Deep learning-enabled multi-organ segmentation in whole-body mouse scans.

Nat. Commun. 11 (2020)
Publ. Version/Full Text DOI
Open Access Gold
Creative Commons Lizenzvertrag
Whole-body imaging of mice is a key source of information for research. Organ segmentation is a prerequisite for quantitative analysis but is a tedious and error-prone task if done manually. Here, we present a deep learning solution called AIMOS that automatically segments major organs (brain, lungs, heart, liver, kidneys, spleen, bladder, stomach, intestine) and the skeleton in less than a second, orders of magnitude faster than prior algorithms. AIMOS matches or exceeds the segmentation quality of state-of-the-art approaches and of human experts.
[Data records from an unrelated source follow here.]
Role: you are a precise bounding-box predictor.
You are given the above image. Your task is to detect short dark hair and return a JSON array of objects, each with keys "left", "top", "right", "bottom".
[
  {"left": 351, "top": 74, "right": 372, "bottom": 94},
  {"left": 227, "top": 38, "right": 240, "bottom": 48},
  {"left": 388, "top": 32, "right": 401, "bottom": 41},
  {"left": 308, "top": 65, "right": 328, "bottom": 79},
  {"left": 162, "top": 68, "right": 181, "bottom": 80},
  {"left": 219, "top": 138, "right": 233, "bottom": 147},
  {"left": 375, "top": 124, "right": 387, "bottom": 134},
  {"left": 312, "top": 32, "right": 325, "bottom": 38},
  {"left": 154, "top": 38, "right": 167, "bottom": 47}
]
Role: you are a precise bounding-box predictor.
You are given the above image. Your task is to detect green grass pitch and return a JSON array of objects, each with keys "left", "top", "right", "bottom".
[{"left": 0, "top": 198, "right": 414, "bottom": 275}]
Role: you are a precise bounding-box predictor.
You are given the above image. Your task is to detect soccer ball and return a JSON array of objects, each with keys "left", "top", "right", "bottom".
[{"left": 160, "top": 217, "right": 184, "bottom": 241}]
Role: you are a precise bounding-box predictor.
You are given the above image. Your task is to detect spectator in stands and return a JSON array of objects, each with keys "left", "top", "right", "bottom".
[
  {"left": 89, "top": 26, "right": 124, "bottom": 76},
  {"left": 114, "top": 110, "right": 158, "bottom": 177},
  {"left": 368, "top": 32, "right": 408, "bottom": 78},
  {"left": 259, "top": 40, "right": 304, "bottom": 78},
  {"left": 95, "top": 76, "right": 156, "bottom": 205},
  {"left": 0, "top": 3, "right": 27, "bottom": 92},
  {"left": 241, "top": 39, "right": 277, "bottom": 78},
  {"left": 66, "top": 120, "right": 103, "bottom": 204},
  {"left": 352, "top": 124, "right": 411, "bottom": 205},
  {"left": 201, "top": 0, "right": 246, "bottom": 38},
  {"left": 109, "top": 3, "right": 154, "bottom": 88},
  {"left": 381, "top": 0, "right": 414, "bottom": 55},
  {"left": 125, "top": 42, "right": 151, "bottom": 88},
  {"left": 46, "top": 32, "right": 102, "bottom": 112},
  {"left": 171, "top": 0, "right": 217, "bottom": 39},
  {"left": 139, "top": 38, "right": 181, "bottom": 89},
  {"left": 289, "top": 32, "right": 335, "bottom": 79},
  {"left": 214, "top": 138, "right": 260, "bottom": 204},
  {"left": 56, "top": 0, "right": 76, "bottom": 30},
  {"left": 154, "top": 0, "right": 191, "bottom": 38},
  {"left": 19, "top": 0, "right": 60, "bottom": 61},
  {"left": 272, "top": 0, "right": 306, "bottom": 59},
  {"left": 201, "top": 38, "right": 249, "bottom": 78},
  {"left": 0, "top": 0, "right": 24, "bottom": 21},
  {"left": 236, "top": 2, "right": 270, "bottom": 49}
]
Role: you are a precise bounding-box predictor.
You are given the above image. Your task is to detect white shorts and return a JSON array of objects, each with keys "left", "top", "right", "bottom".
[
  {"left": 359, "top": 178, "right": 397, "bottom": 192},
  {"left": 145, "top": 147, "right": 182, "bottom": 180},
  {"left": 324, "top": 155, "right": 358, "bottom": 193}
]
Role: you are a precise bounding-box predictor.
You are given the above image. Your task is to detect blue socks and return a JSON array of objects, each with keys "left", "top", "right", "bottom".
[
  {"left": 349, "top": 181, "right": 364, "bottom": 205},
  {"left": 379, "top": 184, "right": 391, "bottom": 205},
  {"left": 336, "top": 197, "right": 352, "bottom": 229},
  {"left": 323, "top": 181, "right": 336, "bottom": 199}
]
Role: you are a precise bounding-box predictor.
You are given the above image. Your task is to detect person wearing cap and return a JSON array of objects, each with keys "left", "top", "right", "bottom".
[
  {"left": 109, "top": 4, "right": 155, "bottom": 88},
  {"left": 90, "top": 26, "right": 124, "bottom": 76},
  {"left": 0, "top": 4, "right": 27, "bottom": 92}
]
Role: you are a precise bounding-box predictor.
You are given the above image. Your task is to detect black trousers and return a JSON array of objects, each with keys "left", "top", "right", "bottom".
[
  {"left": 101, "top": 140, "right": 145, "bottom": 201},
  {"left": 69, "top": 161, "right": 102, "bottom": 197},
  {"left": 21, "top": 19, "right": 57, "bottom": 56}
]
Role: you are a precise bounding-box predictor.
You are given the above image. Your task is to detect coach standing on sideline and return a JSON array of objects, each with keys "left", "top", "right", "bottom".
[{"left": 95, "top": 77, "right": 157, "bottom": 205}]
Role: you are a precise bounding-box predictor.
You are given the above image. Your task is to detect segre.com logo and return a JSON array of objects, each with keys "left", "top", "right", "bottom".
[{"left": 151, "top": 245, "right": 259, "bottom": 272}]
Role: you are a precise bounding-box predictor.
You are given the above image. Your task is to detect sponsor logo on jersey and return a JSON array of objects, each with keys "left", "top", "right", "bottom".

We exemplify direct applicability for biomedical research for localizing cancer metastases. Furthermore, we show that expert annotations are subject to human error and bias. As a consequence, we show that at least two independently created annotations are needed to assess model performance. Importantly, AIMOS addresses the issue of human bias by identifying the regions where humans are most likely to disagree, and thereby localizes and quantifies this uncertainty for improved downstream analysis. In summary, AIMOS is a powerful open-source tool to increase scalability, reduce bias, and foster reproducibility in many areas of biomedical research.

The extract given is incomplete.